I need to change this line in order to create dynamic values. Something like:
decimal d = (decimal) (1 / Math.Pow(10, digitNumber));
Am I going to cause some unwanted behavior this way?
It seems useful to me when the source of the decimal consists of bits.
The decimal used in .NET has an implementation that is based on a sequence of bit parameters (not just one stream of bits like with an int), so it can be useful to construct a decimal with bits when you communicate with other systems which return a decimal through a blob of bytes (a socket, from a piece of memory, etc).
It is easy now to convert the set of bits to a decimal now. No need for fancy conversion code. Also, you can construct a decimal from the inputs defined in the standard, which makes it convenient for testing the .NET framework too.
The decimal(int[] bits) constructor allows you to give a bitwise definition of the decimal you're creating bits must be a 4 int array where:
bits 0, 1, and 2 make up the 96-bit integer number.
bits 3 contains the scale factor and sign
It just allows you to get really precise with the definition of the decimal judging from your example I don't think you need that level of precision.
See here for more detail on using that constructor or here for other constructors that may be more appropriate for you
To more specifically answer your question if digitNumberis a 16bit exponent then decimal d = new decimal(new int[] { 1, 0, 0, digitNumber << 16 }); does what you want since the exponent goes in bits 16 - 23 of last int in the array
The definition in the xml is
//
// Summary:
// Initializes a new instance of System.Decimal to a decimal value represented
// in binary and contained in a specified array.
//
// Parameters:
// bits:
// An array of 32-bit signed integers containing a representation of a decimal
// value.
//
// Exceptions:
// System.ArgumentNullException:
// bits is null.
//
// System.ArgumentException:
// The length of the bits is not 4.-or- The representation of the decimal value
// in bits is not valid.
So for some unknown reason the original developer wanted to initialize his decimal this way. Maybe he was just wanted to confuse someone in the future.
It cant possibly affect your code if you change this to
decimal d = 0.01m;
because
(new decimal(new int[] { 1, 0, 0, 131072})) == 0.01m
You should exactly know how decimal stored in memory.
you can use this method to generate the desired value
public static decimal Base10FractionGenerator(int digits)
{
if (digits < 0 || digits > 28)
throw new ArgumentException($"'{nameof(digits)}' must be between 0 and 28");
return new decimal(new[] { 1, 0, 0, digits << 16 });
}
Use it like
Console.WriteLine(Base10FractionGenerator(0));
Console.WriteLine(Base10FractionGenerator(2));
Console.WriteLine(Base10FractionGenerator(5));
Here is the result
1
0.01
0.00001
The particular constructor you're talking about generates a decimal from four 32-bit values. Unfortunately, newer versions of the Common Language Infrastructure (CLI) leave its exact format unspecified (presumably to allow implementations to support different decimal formats) and now merely guarantee at least a specific precision and range of decimal numbers. However, earlier versions of the CLI do define that format exactly as Microsoft's implementation does, so it's probably kept that way in Microsoft's implementation for backward compatibility. However, it's not ruled out that other implementations of the CLI will interpret the four 32-bit values of the Decimal constructor differently.
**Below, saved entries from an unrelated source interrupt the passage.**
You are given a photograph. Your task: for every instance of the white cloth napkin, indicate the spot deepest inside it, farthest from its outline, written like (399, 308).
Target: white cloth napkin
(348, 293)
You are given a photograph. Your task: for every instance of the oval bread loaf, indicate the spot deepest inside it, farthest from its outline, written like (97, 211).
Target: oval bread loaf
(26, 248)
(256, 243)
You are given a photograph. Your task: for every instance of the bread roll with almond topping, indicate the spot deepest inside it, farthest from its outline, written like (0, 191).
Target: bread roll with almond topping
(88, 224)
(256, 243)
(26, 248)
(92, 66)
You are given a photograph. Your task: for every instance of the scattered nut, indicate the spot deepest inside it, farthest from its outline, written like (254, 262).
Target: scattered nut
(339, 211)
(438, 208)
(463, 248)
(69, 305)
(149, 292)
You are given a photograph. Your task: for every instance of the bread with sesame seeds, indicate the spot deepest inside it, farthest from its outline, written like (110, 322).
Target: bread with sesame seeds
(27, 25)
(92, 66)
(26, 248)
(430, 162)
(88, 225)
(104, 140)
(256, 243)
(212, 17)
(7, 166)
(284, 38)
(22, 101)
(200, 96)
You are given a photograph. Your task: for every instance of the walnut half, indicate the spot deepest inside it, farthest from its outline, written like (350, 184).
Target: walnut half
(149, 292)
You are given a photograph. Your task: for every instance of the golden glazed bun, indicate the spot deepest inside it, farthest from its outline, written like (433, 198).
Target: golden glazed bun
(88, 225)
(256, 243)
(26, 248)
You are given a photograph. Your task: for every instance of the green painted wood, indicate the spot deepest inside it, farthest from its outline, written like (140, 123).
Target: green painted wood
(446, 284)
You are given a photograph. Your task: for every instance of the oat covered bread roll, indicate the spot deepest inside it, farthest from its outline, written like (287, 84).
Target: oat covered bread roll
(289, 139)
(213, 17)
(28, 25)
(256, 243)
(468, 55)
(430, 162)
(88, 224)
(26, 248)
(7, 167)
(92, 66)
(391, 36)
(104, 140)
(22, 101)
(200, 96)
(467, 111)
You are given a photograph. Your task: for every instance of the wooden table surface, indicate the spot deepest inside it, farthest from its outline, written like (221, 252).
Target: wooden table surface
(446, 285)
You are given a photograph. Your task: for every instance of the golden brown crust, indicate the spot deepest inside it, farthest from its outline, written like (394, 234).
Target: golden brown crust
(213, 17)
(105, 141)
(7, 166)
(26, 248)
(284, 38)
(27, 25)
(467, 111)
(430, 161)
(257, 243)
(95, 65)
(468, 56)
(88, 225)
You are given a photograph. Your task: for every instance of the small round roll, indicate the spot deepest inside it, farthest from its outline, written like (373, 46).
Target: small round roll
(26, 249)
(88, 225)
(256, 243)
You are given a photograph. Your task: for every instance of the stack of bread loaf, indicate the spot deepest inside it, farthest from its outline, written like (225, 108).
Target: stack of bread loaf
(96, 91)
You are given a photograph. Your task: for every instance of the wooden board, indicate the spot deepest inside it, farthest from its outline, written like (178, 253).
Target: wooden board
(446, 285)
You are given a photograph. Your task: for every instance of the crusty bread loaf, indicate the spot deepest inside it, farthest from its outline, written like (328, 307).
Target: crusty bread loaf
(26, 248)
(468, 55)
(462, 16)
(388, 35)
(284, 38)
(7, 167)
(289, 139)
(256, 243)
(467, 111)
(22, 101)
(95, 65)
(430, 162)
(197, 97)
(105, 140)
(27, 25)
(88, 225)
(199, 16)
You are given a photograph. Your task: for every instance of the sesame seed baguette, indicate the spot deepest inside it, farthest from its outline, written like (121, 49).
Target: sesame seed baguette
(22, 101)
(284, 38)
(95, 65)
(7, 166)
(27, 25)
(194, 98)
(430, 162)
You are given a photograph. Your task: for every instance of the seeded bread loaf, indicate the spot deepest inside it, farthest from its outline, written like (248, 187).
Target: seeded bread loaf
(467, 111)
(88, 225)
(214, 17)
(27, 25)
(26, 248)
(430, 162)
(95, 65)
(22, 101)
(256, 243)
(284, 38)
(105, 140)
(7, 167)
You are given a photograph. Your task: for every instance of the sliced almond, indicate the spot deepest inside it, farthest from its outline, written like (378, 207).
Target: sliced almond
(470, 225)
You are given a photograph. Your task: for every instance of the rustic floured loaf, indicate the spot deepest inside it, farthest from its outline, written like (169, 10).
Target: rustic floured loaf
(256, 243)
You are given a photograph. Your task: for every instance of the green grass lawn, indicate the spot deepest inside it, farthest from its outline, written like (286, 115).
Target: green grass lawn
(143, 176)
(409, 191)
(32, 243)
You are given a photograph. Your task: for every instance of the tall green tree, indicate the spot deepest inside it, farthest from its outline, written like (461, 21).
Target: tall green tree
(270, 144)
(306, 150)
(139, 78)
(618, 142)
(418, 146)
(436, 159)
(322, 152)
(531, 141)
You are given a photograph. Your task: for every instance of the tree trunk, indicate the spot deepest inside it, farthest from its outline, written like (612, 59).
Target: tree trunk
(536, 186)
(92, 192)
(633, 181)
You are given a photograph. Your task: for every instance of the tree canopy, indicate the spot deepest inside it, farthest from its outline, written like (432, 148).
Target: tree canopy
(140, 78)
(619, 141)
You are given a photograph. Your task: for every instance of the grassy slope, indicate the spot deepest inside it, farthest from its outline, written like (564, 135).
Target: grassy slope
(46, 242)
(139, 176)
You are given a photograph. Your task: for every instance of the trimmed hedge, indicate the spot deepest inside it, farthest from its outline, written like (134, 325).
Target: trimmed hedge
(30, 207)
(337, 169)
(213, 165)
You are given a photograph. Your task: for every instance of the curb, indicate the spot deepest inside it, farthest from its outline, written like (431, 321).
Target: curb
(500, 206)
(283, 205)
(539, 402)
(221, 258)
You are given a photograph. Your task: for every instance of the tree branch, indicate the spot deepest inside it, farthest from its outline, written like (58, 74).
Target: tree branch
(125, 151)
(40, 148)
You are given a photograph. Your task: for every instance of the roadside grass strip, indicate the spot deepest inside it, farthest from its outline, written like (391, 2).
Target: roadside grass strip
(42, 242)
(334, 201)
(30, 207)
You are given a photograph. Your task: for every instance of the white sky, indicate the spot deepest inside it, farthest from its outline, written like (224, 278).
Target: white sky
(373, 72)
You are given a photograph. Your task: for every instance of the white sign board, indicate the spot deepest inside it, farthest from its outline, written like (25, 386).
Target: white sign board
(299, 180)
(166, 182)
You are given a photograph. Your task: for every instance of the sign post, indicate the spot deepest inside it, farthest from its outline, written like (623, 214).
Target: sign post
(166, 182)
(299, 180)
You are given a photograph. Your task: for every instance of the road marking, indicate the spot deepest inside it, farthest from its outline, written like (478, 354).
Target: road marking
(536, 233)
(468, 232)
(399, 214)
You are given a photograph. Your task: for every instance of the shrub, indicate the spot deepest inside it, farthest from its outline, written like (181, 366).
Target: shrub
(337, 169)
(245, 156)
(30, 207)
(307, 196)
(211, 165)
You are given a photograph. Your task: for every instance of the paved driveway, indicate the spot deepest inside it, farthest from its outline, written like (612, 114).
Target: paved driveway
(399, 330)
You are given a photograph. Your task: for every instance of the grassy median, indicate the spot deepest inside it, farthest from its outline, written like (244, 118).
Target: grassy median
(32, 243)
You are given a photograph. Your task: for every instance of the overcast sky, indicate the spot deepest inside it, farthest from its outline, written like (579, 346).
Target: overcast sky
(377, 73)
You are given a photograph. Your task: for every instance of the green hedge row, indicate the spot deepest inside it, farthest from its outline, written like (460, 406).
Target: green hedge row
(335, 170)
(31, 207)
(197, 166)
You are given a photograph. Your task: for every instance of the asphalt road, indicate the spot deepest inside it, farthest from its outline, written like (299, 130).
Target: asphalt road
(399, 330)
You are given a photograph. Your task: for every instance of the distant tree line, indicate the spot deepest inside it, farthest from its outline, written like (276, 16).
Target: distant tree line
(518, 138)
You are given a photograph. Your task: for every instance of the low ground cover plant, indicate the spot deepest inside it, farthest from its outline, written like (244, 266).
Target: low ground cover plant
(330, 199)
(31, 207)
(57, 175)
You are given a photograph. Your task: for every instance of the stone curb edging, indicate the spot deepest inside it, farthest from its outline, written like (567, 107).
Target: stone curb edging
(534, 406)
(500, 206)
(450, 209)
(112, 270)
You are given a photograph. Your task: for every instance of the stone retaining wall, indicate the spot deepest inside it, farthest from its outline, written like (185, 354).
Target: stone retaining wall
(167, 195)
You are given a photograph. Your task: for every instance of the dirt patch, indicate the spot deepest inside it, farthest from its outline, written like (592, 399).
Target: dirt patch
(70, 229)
Decimals are exact numerics, you can use == or != to test for equality.
Perhaps, this line of code comes from some other place where it made sense at some particular point of time.
I'd clean it up.
Related
When I Initialize a ulong with the value 18446744073709551615 and then add a 1 to It and display to the Console It displays a 0 which is totally expected.
I know this question sounds stupid but I have to ask It. if my Computer has a 64-bit architecture CPU how is my calculator able to work with larger numbers than 18446744073709551615?
I suppose floating-point has a lot to do here.
I would like to know exactly how this happens.
Thank you.
working with larger numbers than 18446744073709551615
"if my Computer has a 64-bit architecture CPU" --> The architecture bit size is largely irrelevant.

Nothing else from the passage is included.